Scalability
Jun 03, 2008
How “Wide” will dsNets get?
As the size of Dispersed Storage Networks in operation grow larger, what is the optimum maximum number of Slices for each data element stored on the dsNet?
The “Width” of a “Vault” on a dsNet determines the number of dispersed Slices that are physically stored for each data element in that vault. For example, a typical block interface typically uses 4K blocks, so the dsNet block interface presents an interface that stores and retrieves 4K blocks. (The dsNet iSCSI target uses this block interface.)
When storing a 4K block, the dsNet creates a number of slices equal to the width set for the associated vault on the dsNet. Each of these slices are then typically stored on different Slicestors. Most of the initial dsNets used 8 Slicestors and set the width of each vault to 8. Although the information dispersal algorithms we use can mathematically support any width (and our implementation can be configured with widths up to 256), the initial commercial release only supported 8 as the width since that was a width for which we had completed comprehensive testing. We’re now beginning comprehensive testing with 16 wide dsNets and then expect to test wider widths: 32, 64, maybe 128 or higher.
In smaller dsNets, it is common for the width of the vault(s) on the dsNet to equal the number of Slicestors, but as dsNets grow the number of Slicestors will exceed the width of any vault on that dsNet.
Many dsNets will store and distribute at least Petabytes of data using more thousands or more Slicestors and will often use different widths (and threshold settings) for various vaults stored on those dsNets. We expect that the widths for those vaults will vary from 8 to 64 or perhaps 128, but will be significantly less than the total number of Slicestors on the dsNet.
Chris
Feb 17, 2008
Why Networks are Getting Relatively Faster
I previously wrote a blog post about how hard drive performance has been increasing slower than the rate of change of Moore's law which means that hard drives have become relatively much slower over the past 15 years.

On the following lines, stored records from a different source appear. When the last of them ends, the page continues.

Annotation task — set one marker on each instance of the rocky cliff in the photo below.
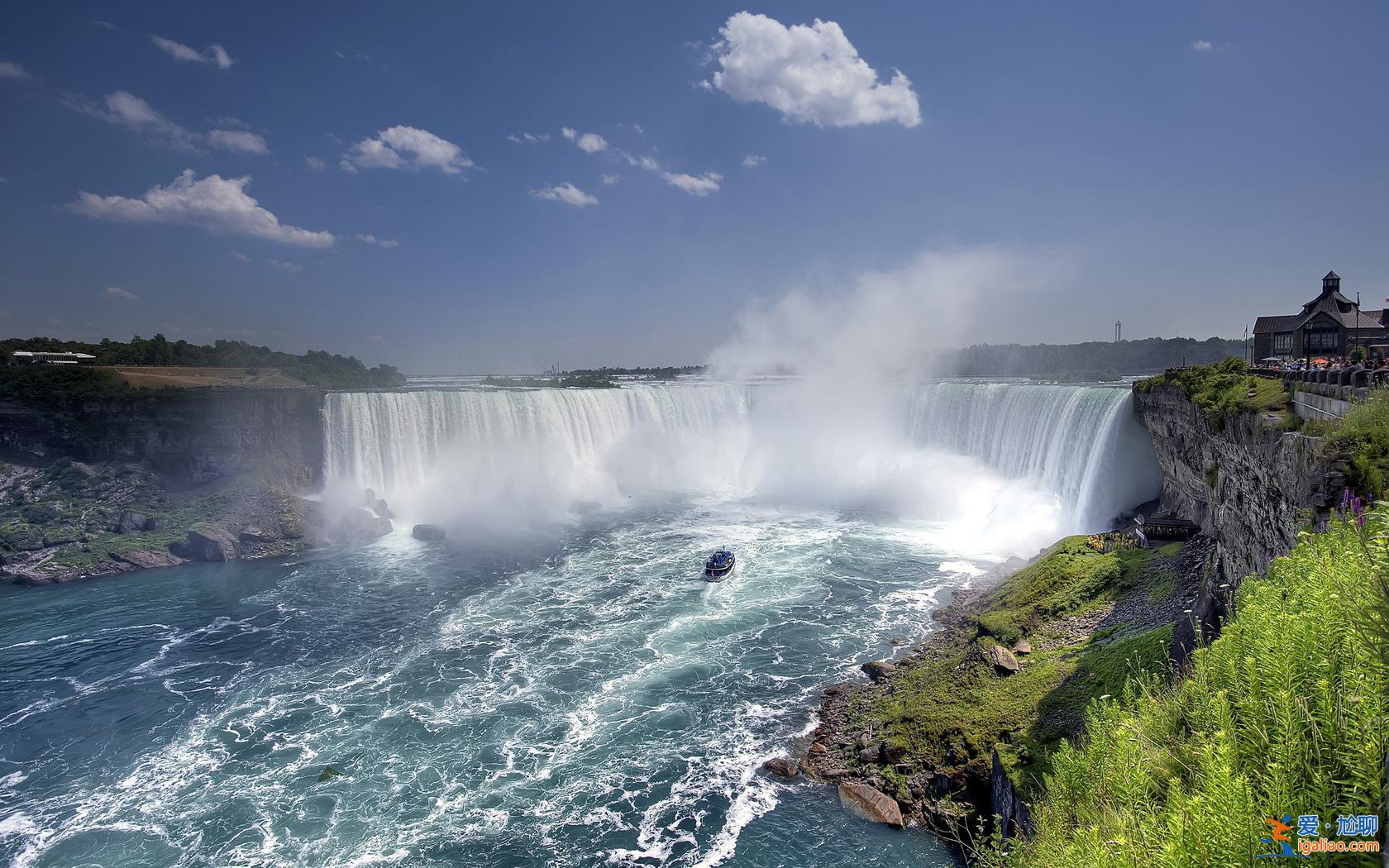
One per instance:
(191, 435)
(1250, 485)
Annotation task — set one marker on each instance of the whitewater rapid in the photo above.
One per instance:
(568, 694)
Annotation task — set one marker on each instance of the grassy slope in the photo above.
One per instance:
(953, 706)
(1284, 714)
(1223, 389)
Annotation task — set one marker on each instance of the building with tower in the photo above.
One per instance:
(1328, 325)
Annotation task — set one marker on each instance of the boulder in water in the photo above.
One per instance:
(867, 803)
(149, 560)
(1002, 659)
(428, 532)
(131, 522)
(212, 543)
(781, 767)
(255, 533)
(878, 670)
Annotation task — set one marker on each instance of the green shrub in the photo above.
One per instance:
(1363, 436)
(1223, 389)
(1282, 714)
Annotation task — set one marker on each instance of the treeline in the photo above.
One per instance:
(668, 373)
(314, 367)
(1125, 355)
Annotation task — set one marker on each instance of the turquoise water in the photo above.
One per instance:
(543, 689)
(574, 698)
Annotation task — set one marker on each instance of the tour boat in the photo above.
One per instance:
(718, 565)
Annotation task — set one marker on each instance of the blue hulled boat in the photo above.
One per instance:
(718, 565)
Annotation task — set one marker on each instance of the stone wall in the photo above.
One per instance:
(192, 435)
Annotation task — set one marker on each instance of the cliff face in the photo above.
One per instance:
(195, 436)
(1248, 484)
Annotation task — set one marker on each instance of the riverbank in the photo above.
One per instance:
(1007, 674)
(71, 520)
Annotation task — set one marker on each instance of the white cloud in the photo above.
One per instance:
(567, 193)
(131, 112)
(381, 242)
(406, 147)
(811, 74)
(241, 141)
(588, 142)
(214, 55)
(694, 185)
(214, 203)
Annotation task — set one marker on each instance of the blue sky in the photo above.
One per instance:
(1189, 165)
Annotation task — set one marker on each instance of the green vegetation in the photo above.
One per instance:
(1223, 389)
(953, 708)
(1363, 436)
(1285, 713)
(314, 367)
(77, 512)
(1124, 355)
(59, 384)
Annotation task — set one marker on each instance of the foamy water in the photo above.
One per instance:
(557, 685)
(599, 704)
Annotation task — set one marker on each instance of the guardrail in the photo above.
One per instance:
(1341, 385)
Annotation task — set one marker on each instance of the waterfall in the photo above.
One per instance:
(520, 453)
(1080, 442)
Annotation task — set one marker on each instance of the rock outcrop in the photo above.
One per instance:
(188, 435)
(1014, 817)
(149, 560)
(867, 803)
(878, 670)
(781, 767)
(212, 543)
(428, 532)
(1249, 485)
(1002, 659)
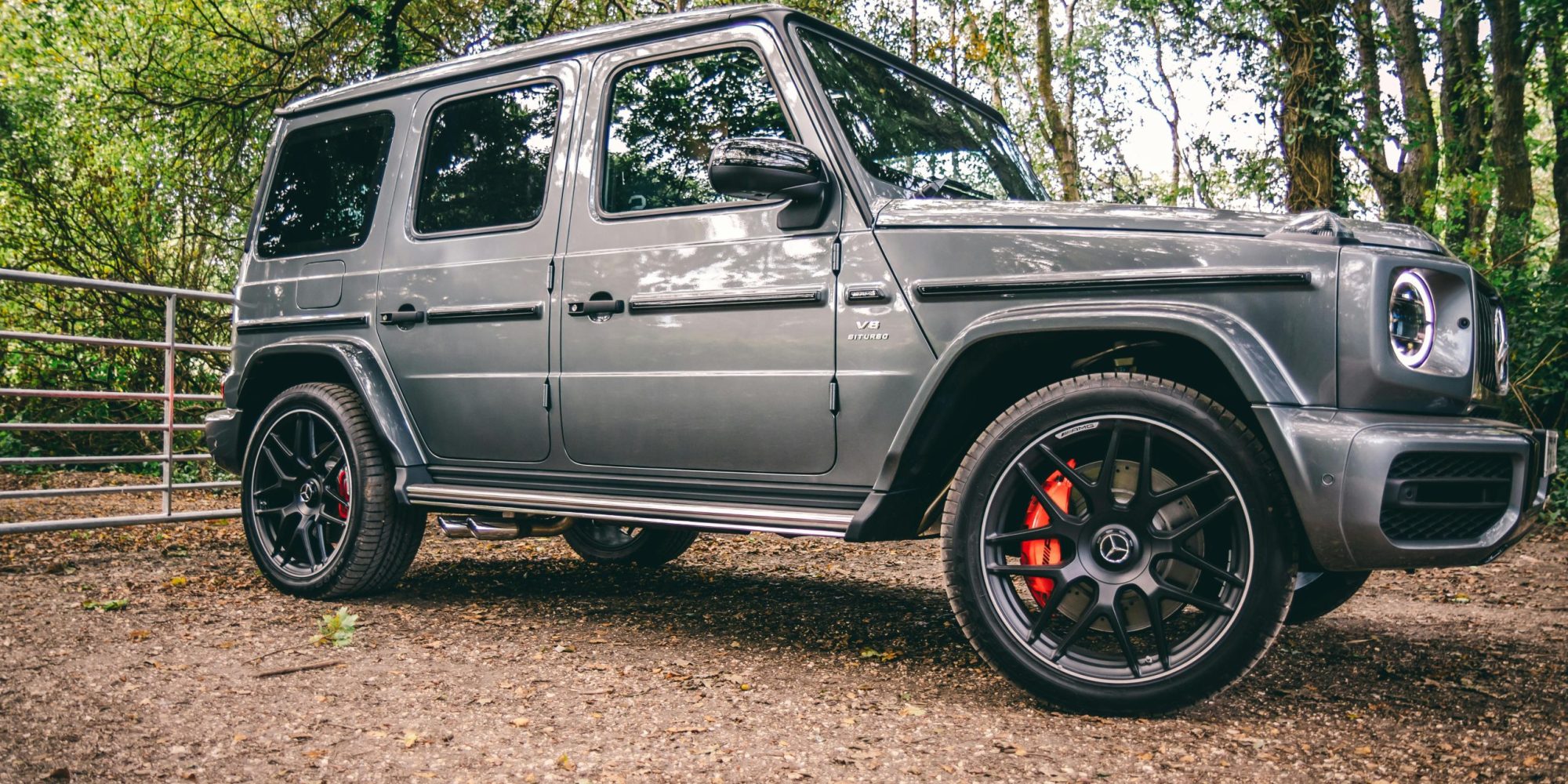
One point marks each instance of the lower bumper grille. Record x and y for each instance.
(1446, 496)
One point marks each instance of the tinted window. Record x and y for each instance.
(325, 187)
(913, 137)
(487, 159)
(667, 117)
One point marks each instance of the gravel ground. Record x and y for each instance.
(749, 659)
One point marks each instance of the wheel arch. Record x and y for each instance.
(277, 368)
(1003, 358)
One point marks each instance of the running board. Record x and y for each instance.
(789, 521)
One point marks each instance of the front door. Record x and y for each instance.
(711, 347)
(465, 288)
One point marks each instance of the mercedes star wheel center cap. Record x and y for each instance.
(1116, 546)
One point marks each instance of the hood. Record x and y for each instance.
(1318, 227)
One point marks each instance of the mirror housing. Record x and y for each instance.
(769, 169)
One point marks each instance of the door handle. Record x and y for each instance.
(404, 318)
(595, 308)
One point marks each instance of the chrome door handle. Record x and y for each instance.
(597, 308)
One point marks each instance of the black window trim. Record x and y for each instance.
(424, 147)
(818, 96)
(264, 198)
(603, 143)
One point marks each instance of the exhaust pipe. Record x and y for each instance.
(496, 529)
(477, 528)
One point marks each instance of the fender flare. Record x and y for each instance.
(1252, 365)
(369, 379)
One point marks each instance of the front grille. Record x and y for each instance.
(1451, 465)
(1490, 341)
(1437, 526)
(1446, 496)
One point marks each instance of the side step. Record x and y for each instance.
(791, 521)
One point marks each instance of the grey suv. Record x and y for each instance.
(736, 270)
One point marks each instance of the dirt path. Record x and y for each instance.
(749, 659)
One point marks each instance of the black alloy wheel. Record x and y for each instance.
(300, 493)
(1111, 546)
(321, 515)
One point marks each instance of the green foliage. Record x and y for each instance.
(336, 630)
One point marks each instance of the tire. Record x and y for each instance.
(611, 543)
(1062, 620)
(1321, 593)
(330, 526)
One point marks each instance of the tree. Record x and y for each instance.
(1312, 114)
(1058, 131)
(1465, 107)
(1404, 187)
(1509, 154)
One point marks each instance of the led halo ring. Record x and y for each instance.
(1412, 314)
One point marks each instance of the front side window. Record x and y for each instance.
(667, 117)
(487, 161)
(325, 187)
(913, 137)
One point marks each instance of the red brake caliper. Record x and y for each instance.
(343, 492)
(1047, 553)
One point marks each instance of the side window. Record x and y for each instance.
(487, 159)
(325, 187)
(666, 120)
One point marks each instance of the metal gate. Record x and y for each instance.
(167, 488)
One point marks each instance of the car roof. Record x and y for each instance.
(548, 48)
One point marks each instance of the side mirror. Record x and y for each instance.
(768, 169)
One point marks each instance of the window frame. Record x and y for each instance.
(424, 148)
(266, 195)
(606, 106)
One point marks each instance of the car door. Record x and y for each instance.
(716, 349)
(465, 288)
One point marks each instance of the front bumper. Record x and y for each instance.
(1338, 466)
(222, 435)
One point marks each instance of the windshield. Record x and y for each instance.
(915, 139)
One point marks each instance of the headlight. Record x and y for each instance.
(1412, 311)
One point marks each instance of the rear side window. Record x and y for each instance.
(487, 159)
(667, 117)
(325, 187)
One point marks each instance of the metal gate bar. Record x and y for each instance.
(170, 347)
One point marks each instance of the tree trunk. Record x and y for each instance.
(1558, 93)
(1418, 173)
(1515, 198)
(1310, 104)
(1370, 140)
(1465, 122)
(1062, 143)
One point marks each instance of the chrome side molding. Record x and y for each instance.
(791, 521)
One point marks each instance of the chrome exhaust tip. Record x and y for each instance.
(487, 529)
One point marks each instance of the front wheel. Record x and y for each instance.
(1117, 545)
(318, 501)
(614, 543)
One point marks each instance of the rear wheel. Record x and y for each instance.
(614, 543)
(318, 501)
(1112, 545)
(1321, 593)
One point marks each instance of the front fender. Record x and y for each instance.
(363, 371)
(1252, 365)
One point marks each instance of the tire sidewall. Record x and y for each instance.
(314, 401)
(1271, 575)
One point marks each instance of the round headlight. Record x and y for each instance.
(1412, 311)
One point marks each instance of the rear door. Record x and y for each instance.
(465, 285)
(722, 354)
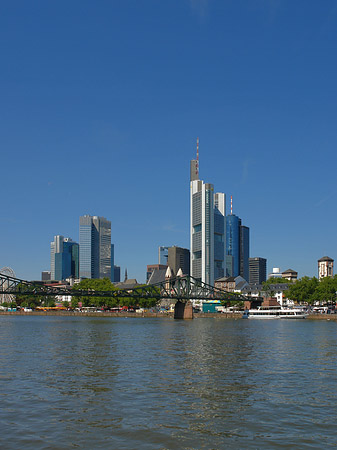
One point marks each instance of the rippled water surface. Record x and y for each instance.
(124, 383)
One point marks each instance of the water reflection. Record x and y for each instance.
(165, 384)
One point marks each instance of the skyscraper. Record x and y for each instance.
(95, 247)
(244, 252)
(237, 247)
(179, 258)
(207, 227)
(233, 224)
(162, 255)
(257, 270)
(64, 258)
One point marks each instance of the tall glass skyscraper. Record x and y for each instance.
(64, 258)
(207, 228)
(237, 247)
(233, 224)
(95, 247)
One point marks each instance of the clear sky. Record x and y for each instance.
(101, 104)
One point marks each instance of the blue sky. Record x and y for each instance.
(102, 102)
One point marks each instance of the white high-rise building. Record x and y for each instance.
(207, 228)
(95, 247)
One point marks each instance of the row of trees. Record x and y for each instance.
(110, 302)
(105, 284)
(310, 290)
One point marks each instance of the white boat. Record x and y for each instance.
(274, 312)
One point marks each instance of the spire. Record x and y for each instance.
(197, 164)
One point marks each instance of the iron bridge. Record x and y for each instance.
(181, 288)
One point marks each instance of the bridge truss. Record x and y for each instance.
(181, 288)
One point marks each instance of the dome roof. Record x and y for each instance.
(325, 258)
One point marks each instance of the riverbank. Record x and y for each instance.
(218, 316)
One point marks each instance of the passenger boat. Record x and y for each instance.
(274, 312)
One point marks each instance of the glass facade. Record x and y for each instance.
(244, 252)
(95, 247)
(64, 258)
(233, 224)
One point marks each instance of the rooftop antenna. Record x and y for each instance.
(197, 165)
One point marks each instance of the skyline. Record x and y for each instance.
(101, 107)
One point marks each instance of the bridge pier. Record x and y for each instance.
(183, 310)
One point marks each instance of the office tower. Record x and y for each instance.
(95, 247)
(46, 275)
(244, 252)
(117, 274)
(207, 227)
(179, 258)
(237, 247)
(325, 267)
(162, 255)
(150, 268)
(112, 262)
(64, 258)
(219, 234)
(233, 224)
(257, 270)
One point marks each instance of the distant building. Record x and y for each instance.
(325, 267)
(179, 258)
(64, 258)
(231, 284)
(290, 275)
(207, 228)
(237, 247)
(152, 268)
(95, 247)
(244, 252)
(117, 274)
(162, 256)
(46, 275)
(274, 290)
(257, 270)
(276, 273)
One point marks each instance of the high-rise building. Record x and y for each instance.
(244, 252)
(179, 258)
(257, 270)
(162, 255)
(233, 224)
(117, 274)
(207, 228)
(237, 248)
(46, 275)
(95, 247)
(64, 258)
(325, 267)
(150, 268)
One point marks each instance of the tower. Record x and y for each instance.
(257, 270)
(207, 227)
(95, 247)
(237, 246)
(325, 267)
(64, 258)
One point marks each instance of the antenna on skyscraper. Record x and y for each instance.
(197, 165)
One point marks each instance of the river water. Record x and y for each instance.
(133, 383)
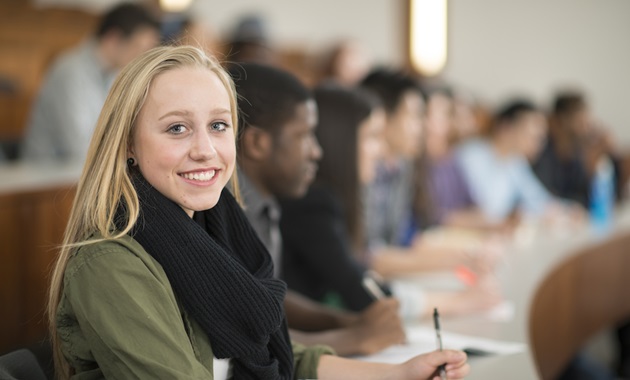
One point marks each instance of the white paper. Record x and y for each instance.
(422, 339)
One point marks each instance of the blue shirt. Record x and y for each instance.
(500, 185)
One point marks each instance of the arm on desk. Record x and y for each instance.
(372, 330)
(420, 367)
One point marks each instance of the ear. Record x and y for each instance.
(256, 144)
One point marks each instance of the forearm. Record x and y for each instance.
(333, 367)
(344, 341)
(307, 315)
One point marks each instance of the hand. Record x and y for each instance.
(426, 366)
(379, 326)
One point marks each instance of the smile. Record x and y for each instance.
(199, 176)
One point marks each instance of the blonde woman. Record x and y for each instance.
(160, 275)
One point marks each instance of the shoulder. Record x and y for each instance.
(103, 255)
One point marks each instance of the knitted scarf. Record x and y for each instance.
(222, 274)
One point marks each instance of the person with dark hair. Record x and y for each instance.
(446, 197)
(345, 63)
(249, 42)
(324, 230)
(389, 196)
(73, 92)
(278, 155)
(160, 275)
(568, 161)
(396, 248)
(497, 169)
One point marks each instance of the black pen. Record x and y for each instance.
(438, 333)
(371, 285)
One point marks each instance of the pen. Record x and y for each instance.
(438, 333)
(370, 284)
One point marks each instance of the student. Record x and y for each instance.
(278, 156)
(66, 109)
(497, 169)
(324, 230)
(441, 194)
(568, 161)
(388, 199)
(160, 274)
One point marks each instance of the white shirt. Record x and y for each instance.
(221, 369)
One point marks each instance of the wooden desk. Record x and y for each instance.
(565, 288)
(34, 207)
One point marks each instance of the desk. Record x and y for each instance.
(35, 202)
(565, 289)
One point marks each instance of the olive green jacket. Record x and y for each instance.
(118, 318)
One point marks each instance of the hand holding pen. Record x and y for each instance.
(438, 333)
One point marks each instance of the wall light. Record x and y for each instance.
(428, 35)
(174, 5)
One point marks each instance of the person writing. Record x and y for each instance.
(277, 158)
(324, 231)
(160, 275)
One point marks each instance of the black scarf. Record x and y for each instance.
(222, 274)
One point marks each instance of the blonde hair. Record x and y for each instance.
(105, 180)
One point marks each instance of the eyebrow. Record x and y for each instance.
(218, 111)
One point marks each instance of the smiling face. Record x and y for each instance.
(184, 140)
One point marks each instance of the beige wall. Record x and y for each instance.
(499, 48)
(315, 24)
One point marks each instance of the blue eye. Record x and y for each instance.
(177, 129)
(219, 126)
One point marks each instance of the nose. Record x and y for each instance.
(202, 146)
(316, 150)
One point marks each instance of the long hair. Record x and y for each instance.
(105, 181)
(341, 112)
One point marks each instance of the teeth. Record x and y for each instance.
(203, 176)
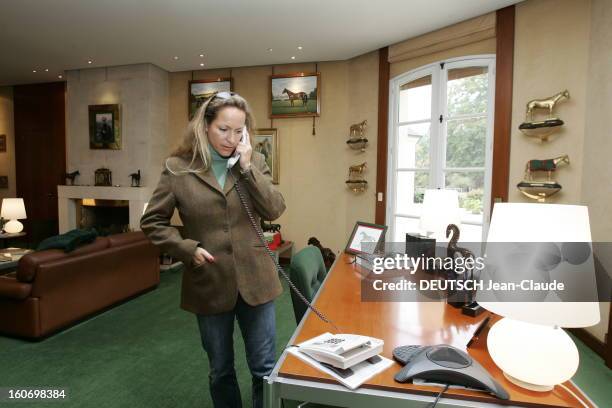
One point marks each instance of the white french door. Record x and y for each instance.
(441, 136)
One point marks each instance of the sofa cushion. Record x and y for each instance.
(28, 263)
(125, 238)
(70, 240)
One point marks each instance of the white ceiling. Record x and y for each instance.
(60, 35)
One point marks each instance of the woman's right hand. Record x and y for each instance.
(201, 256)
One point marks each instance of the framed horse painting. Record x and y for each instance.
(295, 95)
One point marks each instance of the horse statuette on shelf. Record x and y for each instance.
(543, 128)
(356, 182)
(357, 169)
(358, 128)
(548, 165)
(300, 96)
(71, 177)
(546, 103)
(135, 179)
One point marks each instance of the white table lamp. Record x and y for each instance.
(13, 209)
(440, 208)
(529, 344)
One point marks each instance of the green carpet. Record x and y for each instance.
(147, 353)
(143, 353)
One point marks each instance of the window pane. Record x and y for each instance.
(467, 90)
(415, 100)
(466, 142)
(470, 185)
(413, 146)
(410, 189)
(405, 225)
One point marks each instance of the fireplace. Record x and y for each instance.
(121, 200)
(106, 216)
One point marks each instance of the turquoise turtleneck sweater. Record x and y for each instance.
(219, 166)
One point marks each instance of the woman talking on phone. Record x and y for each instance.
(228, 274)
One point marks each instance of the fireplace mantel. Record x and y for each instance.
(67, 196)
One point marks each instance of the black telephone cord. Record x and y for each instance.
(279, 268)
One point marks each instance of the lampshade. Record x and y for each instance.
(529, 344)
(440, 208)
(533, 356)
(545, 223)
(13, 209)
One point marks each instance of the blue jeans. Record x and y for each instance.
(258, 327)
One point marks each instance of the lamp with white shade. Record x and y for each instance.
(440, 208)
(13, 209)
(529, 344)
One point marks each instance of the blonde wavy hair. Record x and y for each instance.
(195, 142)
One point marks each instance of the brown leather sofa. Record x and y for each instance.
(52, 289)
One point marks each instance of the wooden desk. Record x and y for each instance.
(398, 324)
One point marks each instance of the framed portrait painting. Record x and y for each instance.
(265, 141)
(105, 127)
(295, 95)
(366, 238)
(202, 89)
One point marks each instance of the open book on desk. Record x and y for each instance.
(317, 353)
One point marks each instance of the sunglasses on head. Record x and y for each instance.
(224, 94)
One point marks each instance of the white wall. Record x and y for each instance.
(142, 92)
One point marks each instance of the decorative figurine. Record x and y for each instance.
(540, 190)
(356, 182)
(70, 177)
(103, 177)
(358, 128)
(356, 140)
(135, 179)
(357, 169)
(545, 128)
(548, 165)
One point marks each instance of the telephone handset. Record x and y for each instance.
(236, 156)
(340, 350)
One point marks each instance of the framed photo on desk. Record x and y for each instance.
(365, 232)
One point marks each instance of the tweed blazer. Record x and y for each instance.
(215, 219)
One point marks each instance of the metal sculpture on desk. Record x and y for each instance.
(269, 227)
(356, 182)
(356, 140)
(328, 255)
(543, 128)
(135, 179)
(70, 177)
(461, 298)
(540, 190)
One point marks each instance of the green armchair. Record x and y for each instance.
(307, 272)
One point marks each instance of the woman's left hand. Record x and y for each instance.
(246, 151)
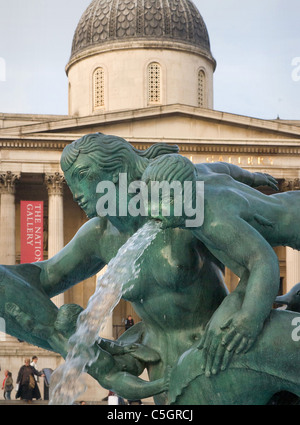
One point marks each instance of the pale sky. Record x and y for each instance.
(256, 45)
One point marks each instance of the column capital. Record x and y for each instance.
(8, 182)
(54, 183)
(287, 185)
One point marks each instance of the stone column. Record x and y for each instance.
(54, 183)
(292, 255)
(8, 218)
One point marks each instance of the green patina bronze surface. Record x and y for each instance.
(199, 344)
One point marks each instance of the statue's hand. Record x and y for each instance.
(241, 332)
(130, 348)
(263, 179)
(221, 341)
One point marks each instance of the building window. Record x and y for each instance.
(154, 83)
(201, 88)
(98, 88)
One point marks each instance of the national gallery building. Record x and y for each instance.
(142, 70)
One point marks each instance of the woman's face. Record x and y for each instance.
(82, 178)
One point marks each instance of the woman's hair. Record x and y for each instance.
(112, 153)
(170, 168)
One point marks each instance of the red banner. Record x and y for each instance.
(32, 229)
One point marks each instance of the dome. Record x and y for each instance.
(106, 21)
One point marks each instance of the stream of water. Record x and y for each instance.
(67, 382)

Another related and potentially more significant trend is that fiber bandwidth speeds have been increasing faster than Moore's Law over the past several years. Although the data on this trend is much harder to find, I did find this reference at the Moore's Law article on Wikipedia:
Data per optical fiber. According to Gerry/Gerald Butters,[15][16] the former head of Lucent's Optical Networking Group at Bell Labs, there is another version, called Butter's Law of Photonics,[17] a formulation which deliberately parallels Moore's law. Butter's Law [18] says that the amount of data coming out of an optical fiber is doubling every nine months. Thus, the cost of transmitting a bit over an optical network decreases by half every nine months. The availability of wavelength-division multiplexing (sometimes called "WDM") increased the capacity that could be placed on a single fiber by as much as a factor of 100. Optical networking and DWDM is rapidly bringing down the cost of networking, and further progress seems assured. As a result, the wholesale price of data traffic collapsed in the dot-com bubble
I ran into Marc Verdiell who is a world-class fiber data communication expert and was able to ask him whether he was seeing such a dramatic shift in fiber bandwidth and he confirmed that the bandwidth potential for fiber is effectively unlimited as there are many, many colors of light that you can theoretically transmit down a piece of fiber. (Of course, the technology to make this happen gets extremely complex which will keep experts like Marc busy for many years.)
I am seeking to understand this further, but these initial pieces of information suggest that we are in for continued, dramatic increases in network bandwidth in the coming years -- at a rate faster than the doubling-every-two-years realized pace of Moore's law.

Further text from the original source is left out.